Weld County To Wyoming Group: We Still Want To Join Wyoming
The editor of a Facebook page that advocates for Weld County, Colorado leaving that state and becoming part of Wyoming says they are still working towards that goal.
Todd Richards also says his group is reaching out to other disaffected counties which may also want to leave Colorado.
Richards posted the following comments on the Weld County, Wyoming Facebook page on October 25:
The WCWY board and I will continue to advocate the cause of secession and moving to join Wyoming and will use this public input to guide us as to the motivations behind seeking better governance.
We love Colorado and would hate to see it go. Unfortunately due to the ongoing, deliberate migration from failed regions like San Francisco, Los Angeles, Seattle and New York, we have been democratically overtaken by a Woke populace intent on implementing their multiple-times-over failed agenda in Colorado. This has caused us to seek means to redraw the map of Colorado to ensure that we are governed by a state government intent on protecting individual freedoms.
We have also recently re-defined our charter to focus on all the disenfranchised counties in Colorado which seek to join a state more representative of their values. We are actively seeing volunteers who want to set up those chapters for their respective counties and join our coalition of counties. If interested, please let us know.

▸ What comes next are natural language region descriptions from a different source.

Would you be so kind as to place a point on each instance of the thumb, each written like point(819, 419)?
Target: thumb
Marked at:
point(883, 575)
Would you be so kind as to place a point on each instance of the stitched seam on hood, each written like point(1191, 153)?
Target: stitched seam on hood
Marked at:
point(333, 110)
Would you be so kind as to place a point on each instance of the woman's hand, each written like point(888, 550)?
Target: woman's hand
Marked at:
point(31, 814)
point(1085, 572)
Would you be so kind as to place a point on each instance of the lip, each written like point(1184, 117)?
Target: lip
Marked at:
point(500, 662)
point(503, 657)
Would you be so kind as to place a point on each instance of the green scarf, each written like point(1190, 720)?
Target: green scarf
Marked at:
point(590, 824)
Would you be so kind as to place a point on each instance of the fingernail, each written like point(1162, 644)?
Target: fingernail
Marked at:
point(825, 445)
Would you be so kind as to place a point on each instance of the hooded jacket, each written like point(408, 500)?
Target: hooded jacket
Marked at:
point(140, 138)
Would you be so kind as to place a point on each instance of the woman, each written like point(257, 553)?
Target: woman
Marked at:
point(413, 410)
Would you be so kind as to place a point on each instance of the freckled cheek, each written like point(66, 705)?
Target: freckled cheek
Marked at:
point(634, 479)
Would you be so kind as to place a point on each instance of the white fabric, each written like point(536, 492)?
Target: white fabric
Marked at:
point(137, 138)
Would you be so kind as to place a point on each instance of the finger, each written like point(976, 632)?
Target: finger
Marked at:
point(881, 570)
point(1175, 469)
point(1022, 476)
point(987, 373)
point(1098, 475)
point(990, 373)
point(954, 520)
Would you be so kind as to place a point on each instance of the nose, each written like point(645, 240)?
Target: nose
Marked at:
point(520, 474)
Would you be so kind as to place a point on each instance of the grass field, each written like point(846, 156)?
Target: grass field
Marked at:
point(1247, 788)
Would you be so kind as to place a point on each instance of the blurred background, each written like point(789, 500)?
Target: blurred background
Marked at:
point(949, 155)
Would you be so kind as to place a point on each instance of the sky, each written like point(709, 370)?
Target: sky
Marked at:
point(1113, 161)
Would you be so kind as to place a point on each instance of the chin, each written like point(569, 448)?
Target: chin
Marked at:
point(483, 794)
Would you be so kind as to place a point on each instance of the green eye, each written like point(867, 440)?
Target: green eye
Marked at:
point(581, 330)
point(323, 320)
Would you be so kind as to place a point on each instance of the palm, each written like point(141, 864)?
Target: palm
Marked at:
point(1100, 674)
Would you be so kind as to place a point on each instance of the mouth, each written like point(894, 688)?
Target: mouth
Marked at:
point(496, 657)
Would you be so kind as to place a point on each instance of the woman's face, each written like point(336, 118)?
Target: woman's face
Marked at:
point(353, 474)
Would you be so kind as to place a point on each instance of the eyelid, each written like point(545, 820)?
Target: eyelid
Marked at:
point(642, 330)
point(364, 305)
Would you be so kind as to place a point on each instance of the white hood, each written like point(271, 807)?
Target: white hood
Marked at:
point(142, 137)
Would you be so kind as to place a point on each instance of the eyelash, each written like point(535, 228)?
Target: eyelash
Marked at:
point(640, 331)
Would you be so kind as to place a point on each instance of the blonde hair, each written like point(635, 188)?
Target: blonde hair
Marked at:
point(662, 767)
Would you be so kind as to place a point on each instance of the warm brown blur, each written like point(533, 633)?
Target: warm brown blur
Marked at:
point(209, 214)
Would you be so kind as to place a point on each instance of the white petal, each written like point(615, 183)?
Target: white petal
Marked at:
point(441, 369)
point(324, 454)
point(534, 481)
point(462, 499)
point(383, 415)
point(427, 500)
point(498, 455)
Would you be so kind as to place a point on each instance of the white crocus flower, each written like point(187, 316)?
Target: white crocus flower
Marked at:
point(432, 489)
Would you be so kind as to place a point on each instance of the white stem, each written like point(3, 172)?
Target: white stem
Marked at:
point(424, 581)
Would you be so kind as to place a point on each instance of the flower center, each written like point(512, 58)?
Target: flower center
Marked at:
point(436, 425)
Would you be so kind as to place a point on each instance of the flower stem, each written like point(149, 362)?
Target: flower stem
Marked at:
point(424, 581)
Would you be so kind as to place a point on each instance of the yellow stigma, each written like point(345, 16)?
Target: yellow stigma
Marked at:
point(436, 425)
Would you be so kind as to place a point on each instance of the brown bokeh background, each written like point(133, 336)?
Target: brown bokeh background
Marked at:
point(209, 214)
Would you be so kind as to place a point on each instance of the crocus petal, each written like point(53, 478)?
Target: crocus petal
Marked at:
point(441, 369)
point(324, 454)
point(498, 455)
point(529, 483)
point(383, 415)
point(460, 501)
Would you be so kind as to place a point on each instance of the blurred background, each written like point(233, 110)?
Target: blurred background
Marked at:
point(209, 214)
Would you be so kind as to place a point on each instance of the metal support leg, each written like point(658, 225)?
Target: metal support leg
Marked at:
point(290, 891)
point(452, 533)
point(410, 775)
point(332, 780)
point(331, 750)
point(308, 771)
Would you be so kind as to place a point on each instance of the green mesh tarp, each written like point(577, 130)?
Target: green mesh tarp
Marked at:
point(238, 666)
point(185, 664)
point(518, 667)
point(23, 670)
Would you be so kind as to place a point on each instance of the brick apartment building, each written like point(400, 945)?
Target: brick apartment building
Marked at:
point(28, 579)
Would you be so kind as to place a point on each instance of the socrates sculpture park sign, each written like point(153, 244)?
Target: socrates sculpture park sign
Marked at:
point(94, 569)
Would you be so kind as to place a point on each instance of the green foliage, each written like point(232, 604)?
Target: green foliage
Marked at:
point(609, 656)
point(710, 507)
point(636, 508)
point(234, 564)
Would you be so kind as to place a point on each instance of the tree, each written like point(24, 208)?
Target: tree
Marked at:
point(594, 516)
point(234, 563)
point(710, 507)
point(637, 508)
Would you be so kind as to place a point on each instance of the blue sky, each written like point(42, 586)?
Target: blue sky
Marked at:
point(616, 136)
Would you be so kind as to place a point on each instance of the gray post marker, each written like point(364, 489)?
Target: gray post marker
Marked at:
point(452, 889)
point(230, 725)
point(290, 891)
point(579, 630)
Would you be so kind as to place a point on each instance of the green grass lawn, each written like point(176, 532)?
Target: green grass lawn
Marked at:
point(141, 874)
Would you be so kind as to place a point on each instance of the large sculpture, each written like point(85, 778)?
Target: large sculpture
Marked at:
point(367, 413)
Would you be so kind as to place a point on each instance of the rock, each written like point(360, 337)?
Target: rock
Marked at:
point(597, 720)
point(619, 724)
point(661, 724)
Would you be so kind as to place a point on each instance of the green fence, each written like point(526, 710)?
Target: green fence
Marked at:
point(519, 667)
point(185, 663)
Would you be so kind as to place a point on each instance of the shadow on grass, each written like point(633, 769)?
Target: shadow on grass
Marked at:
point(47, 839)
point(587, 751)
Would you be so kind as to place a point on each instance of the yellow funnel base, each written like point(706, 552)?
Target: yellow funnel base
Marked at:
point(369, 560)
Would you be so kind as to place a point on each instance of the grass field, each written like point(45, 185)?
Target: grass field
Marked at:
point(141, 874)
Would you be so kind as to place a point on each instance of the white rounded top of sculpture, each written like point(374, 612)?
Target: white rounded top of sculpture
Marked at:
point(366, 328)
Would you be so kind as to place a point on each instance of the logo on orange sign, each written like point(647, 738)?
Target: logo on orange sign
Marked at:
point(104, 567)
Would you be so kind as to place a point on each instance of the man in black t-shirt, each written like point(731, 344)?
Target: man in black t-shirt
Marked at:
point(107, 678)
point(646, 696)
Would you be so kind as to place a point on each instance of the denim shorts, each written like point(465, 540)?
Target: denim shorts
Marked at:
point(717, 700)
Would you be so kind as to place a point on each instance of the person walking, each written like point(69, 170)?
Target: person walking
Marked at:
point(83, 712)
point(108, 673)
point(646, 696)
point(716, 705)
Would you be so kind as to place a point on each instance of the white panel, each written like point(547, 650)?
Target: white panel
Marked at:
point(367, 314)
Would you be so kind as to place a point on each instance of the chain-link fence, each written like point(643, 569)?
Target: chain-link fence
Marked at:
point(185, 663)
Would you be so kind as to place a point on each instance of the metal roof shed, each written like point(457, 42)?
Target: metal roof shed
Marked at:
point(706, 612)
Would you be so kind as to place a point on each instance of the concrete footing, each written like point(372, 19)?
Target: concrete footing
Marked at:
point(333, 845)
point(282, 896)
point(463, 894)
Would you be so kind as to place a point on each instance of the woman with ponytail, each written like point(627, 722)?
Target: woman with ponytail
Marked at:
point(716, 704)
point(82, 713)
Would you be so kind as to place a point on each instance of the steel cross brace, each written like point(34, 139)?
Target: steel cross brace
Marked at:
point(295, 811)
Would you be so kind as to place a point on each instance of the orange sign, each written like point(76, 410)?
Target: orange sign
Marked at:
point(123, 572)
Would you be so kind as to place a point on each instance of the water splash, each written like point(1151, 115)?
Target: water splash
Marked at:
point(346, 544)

Stay tuned for more updates, we have done all the logistical work to hit the ground and start making meaningful progress to our goals.
The page also published the results of a Facebook poll on why readers are unhappy being a part of Colorado. The top grievance among poll respondents was anti-business legislation, followed by anti-second amendment legislation and concerns about election integrity. Other grievances included a rising crime rate and the teaching of Critical Race Theory in schools.
The Weld County group is not the only county secession movement in the country right now. According to Forbes.com, residents of some counties in western Maryland would like to leave that state and become part of West Virginia. As is the case with the Weld County movement, those pushing for the Maryland secession feel their home state has become too liberal and no longer reflects their viewpoints on numerous issues.
But the process for leaving one state and joining another is problematic. The county(s) leaving would first need permission from their original state as well as the state they want to join. Congress would also have to sign off on the change.